Its a known element of human behavior that familiarity with something means one will like it more – make people listen to a set of music snippets, and the ones that they hear more they will rank better. So perhaps I like Eclipse just because I’ve been using it forever (or it contains at least small snippets of my code), and know all the keyboard shortcuts to be more productive.
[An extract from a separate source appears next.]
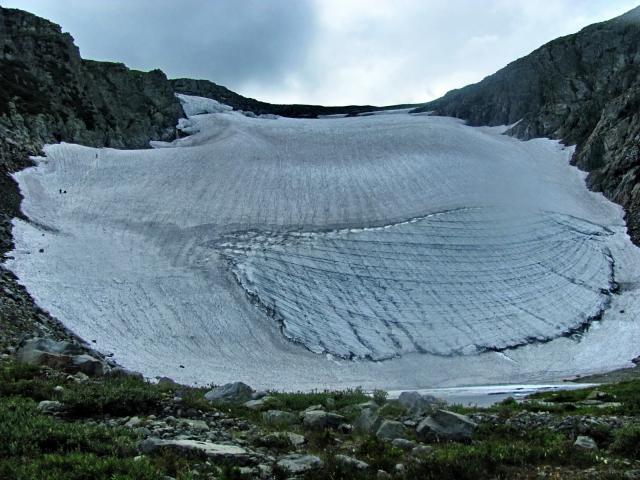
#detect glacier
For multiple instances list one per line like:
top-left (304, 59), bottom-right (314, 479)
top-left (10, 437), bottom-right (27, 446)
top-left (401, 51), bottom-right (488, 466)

I’ve just commented on my dislike for IDEA Intellij, so I was psyched that the J2EE project I’m working on now does all the J2EE stuff in an ANT Script, leaving me able to use Eclipse as my IDE of choice.*
My top reasons I like eclipse this week (esp after recently using intellij):
- Fast UI – it ain’t swing – when I go back to work there it doesn’t pause while it redraws.
- Pretty intelligent workflow – smart enough as of the 3.0 Jobs framework to allow me to background long running tasks and get my work done. Continuous compilation. (as opposed to environments without that)
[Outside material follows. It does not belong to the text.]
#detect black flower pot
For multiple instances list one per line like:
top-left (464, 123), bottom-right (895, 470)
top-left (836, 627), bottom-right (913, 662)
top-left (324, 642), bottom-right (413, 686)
- The ecosystem – this week I had to start working with a bunch of LoadRunner “scripts” which are actually C-code – and loadrunner comes with the worst editor ever. To the rescue, the Eclipse CDT – let me edit the code with an outline view and functionality almost as good as the Java mode
- Eclipse also has performance tools which I’m hoping to try out this week once my loadrunner scripts are done
Well that’s all I got
* I was a little disappointed with the state of the Eclipse Webtools project last time I tried it – I guess after using WSAD and its successor Rational App Developer I expected at least a form-based web.xml editor – wonder why IBM didn’t just donate an older version of its editor?